Quelques-uns ont voulu réparer notre disette en donnant au Télémaque le titre de poëme épique ; mais rien ne prouve mieux la pauvreté que de se vanter d’un bien qu’on n’a pas : on confond toutes les idées, on transpose les limites des arts, quand on donne le nom de poëme à la prose. Le Télémaque est un roman[1] moral, écrit, à la vérité, dans le style dont on aurait dû se servir pour traduire Homère en prose ; mais l’illustre auteur du Télémaque avait trop de goût, était trop savant et trop juste pour appeler son roman du nom de poëme. J’ose dire plus, c’est que si cet ouvrage était écrit en vers français, je dis même en beaux vers, il deviendrait un poëme ennuyeux, par la raison qu’il est plein de détails que nous ne souffrons point dans notre poésie, et que de longs discours politiques et économiques ne plairaient assurément pas en vers français. Quiconque connaîtra bien le goût de notre nation sentira qu’il serait ridicule d’exprimer en vers[2] « qu’il faut distinguer les citoyens en sept classes : habiller la première de blanc avec une frange d’or, lui donner un anneau et une médaille ; habiller la seconde de bleu, avec un anneau et point de médaille ; la troisième de vert, avec une médaille, sans anneau et sans frange, etc. ; et enfin donner aux esclaves des habits gris brun ». Il ne conviendrait pas davantage de dire « qu’il faut qu’une maison soit tournée à un aspect sain, que les logements en soient dégagés, que l’ordre et la propreté s’y conservent, que l’entretien soit de peu de dépense, que chaque maison un peu considérable ait un salon et un petit péristyle, avec de petites chambres pour les hommes libres ». En un mot, tous les détails dans lesquels Mentor daigne entrer seraient aussi indignes d’un poëme épique qu’ils le sont d’un ministre d’État.

On a encore accusé longtemps notre langue de n’être pas assez sublime pour la poésie épique. Il est vrai que chaque langue a son génie, formé en partie par le génie même du peuple qui la parle, et en partie par la construction de ses phrases, par la longueur ou la brièveté de ses mots, etc. Il est vrai que le latin et le grec étaient des langues plus poétiques et plus harmonieuses que celles de l’Europe moderne ; mais, sans entrer dans un plus long détail, il est aisé de finir cette dispute en deux mots. Il est certain que notre langue est plus forte que l’italienne, et plus douce que l’anglaise. Les Anglais et les Italiens ont des poëmes épiques : il est donc clair que, si nous n’en avions pas, ce ne serait pas la faute de la langue française.
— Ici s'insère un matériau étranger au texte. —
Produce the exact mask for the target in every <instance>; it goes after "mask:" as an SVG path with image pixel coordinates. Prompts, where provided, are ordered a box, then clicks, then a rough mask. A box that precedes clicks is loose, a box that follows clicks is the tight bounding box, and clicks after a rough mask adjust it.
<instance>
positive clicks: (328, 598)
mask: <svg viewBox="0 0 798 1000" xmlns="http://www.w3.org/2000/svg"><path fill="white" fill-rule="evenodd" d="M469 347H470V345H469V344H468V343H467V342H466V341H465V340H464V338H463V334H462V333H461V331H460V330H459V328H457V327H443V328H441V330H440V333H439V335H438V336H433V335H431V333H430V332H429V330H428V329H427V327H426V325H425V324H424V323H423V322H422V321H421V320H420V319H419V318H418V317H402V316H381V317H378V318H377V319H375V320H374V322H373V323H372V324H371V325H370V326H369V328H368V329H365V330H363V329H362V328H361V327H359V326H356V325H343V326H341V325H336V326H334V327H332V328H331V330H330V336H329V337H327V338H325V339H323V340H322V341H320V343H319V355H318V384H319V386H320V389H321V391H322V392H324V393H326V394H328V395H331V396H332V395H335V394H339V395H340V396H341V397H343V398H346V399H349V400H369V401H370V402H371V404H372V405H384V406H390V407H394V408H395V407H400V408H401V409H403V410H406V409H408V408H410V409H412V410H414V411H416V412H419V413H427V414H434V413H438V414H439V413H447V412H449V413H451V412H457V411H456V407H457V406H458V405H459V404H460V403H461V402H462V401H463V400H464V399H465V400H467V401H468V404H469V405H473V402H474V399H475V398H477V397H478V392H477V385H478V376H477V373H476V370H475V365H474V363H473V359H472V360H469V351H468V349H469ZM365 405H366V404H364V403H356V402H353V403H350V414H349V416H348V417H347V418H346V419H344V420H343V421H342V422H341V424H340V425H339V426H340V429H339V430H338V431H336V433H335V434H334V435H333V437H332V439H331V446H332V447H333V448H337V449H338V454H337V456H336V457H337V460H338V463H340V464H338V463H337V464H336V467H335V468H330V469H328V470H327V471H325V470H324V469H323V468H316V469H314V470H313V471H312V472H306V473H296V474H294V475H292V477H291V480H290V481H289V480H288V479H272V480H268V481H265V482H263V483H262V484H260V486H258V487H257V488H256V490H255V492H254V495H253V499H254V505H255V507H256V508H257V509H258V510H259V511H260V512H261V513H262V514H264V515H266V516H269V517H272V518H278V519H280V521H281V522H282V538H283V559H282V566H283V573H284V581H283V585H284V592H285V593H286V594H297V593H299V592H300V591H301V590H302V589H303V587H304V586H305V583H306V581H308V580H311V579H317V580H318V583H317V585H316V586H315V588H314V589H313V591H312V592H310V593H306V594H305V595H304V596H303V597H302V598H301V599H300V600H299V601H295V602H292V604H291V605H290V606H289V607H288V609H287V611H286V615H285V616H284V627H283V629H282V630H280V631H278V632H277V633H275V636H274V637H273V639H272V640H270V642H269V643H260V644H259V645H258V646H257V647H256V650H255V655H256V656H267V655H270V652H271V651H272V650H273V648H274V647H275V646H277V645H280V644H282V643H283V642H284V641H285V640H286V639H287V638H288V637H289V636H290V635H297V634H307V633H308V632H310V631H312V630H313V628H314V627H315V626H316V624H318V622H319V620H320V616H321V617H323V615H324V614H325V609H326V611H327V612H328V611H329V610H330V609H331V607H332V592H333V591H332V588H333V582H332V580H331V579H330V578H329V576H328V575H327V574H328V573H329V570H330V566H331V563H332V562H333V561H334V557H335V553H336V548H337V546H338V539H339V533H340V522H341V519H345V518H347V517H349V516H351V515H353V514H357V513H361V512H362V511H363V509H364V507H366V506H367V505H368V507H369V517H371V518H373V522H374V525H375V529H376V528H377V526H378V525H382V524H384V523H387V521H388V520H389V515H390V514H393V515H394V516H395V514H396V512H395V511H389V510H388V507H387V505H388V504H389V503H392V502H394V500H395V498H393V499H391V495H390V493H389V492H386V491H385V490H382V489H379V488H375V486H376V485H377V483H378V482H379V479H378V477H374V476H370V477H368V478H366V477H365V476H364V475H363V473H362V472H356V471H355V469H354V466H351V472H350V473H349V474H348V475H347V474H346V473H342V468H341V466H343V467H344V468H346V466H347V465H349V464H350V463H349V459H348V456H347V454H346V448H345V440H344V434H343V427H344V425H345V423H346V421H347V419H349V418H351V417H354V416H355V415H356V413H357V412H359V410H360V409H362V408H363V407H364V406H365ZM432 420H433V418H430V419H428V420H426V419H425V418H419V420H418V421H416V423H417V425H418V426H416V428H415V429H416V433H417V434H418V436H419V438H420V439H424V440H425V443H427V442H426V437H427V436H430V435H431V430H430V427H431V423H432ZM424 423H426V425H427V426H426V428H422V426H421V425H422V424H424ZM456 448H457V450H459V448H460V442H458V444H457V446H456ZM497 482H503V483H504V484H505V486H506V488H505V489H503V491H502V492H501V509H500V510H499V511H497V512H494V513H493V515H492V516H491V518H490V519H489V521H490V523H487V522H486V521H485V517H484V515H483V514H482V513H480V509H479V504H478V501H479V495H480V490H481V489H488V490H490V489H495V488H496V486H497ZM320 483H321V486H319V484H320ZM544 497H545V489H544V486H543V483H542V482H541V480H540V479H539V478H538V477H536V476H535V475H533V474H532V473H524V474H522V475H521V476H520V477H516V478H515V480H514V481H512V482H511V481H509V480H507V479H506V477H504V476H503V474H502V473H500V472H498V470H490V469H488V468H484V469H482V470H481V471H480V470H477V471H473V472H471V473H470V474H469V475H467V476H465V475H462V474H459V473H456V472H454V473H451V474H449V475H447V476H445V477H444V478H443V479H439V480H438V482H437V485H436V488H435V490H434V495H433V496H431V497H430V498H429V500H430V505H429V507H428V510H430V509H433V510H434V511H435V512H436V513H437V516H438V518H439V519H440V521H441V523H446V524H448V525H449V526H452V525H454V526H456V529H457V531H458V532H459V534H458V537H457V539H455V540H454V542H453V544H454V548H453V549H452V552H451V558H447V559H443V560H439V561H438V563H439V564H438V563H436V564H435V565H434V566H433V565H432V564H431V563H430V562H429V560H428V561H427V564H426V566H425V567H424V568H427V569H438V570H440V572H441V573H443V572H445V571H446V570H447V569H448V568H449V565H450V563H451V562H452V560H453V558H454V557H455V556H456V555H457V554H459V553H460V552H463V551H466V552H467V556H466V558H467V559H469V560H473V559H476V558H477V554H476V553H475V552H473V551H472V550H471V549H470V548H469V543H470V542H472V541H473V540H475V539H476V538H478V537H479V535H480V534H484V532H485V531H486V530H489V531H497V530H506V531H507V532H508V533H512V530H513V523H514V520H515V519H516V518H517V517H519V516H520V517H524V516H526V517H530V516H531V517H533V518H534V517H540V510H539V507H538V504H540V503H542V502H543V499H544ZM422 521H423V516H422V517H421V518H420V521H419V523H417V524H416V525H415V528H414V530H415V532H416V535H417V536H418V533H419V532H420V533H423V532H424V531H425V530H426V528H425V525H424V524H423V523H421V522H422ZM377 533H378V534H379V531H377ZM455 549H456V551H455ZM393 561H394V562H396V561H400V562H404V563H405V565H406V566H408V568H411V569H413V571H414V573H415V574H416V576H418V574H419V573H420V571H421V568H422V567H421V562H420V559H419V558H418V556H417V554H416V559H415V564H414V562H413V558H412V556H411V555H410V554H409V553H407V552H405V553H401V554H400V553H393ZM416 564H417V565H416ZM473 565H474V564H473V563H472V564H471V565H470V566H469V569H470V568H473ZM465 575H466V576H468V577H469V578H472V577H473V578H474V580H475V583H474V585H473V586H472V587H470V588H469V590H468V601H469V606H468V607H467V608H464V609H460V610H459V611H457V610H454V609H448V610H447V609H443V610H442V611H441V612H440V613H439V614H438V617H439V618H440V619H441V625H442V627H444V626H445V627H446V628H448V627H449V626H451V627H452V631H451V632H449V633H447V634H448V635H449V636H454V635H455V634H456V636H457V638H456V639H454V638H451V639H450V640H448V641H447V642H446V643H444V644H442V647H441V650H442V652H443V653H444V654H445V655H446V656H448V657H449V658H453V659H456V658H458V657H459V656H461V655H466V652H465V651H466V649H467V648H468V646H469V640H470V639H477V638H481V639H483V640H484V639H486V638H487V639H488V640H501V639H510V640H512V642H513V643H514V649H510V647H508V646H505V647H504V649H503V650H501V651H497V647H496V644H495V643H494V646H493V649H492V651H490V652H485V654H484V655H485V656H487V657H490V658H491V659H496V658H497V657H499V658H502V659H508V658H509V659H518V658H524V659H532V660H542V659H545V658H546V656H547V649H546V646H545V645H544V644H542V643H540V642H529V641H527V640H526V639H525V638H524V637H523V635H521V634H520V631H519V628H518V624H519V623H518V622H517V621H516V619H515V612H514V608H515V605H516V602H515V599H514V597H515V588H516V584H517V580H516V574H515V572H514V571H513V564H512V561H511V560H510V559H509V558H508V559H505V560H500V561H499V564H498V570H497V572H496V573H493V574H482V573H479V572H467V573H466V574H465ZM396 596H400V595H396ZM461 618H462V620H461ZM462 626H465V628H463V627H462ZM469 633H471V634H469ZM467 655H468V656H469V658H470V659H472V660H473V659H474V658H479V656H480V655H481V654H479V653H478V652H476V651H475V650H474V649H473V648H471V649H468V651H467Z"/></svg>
On s’en est aussi pris à la gêne de la rime, et avec encore moins de raison. La Jérusalem et le Roland furieux sont rimés, sont beaucoup plus longs que l’Énéide, et ont de plus l’uniformité des stances ; et non-seulement tous les vers, mais presque tous les mots finissent par une de ces voyelles, a, e, i, o : cependant on lit ces poëmes sans dégoût, et le plaisir qu’ils font empêche qu’on ne sente la monotonie qu’on leur reproche.

Il faut avouer qu’il est plus difficile à un Français qu’à un autre de faire un poëme épique ; mais ce n’est ni à cause de la rime, ni à cause de la sécheresse de notre langue. Oserai-je le dire ? c’est que de toutes les nations polies, la nôtre est la moins poétique. Les ouvrages en vers qui sont le plus à la mode en France sont les pièces de théâtre : ces pièces doivent être écrites dans un style naturel, qui approche assez de celui de la conversation. Despréaux n’a jamais traité que des sujets didactiques, qui demandent de la simplicité : on sait que l’exactitude et l’élégance font le mérite de ses vers, comme de ceux de Racine ; et lorsque Despréaux a voulu s’élever dans une ode, il n’a plus été Despréaux.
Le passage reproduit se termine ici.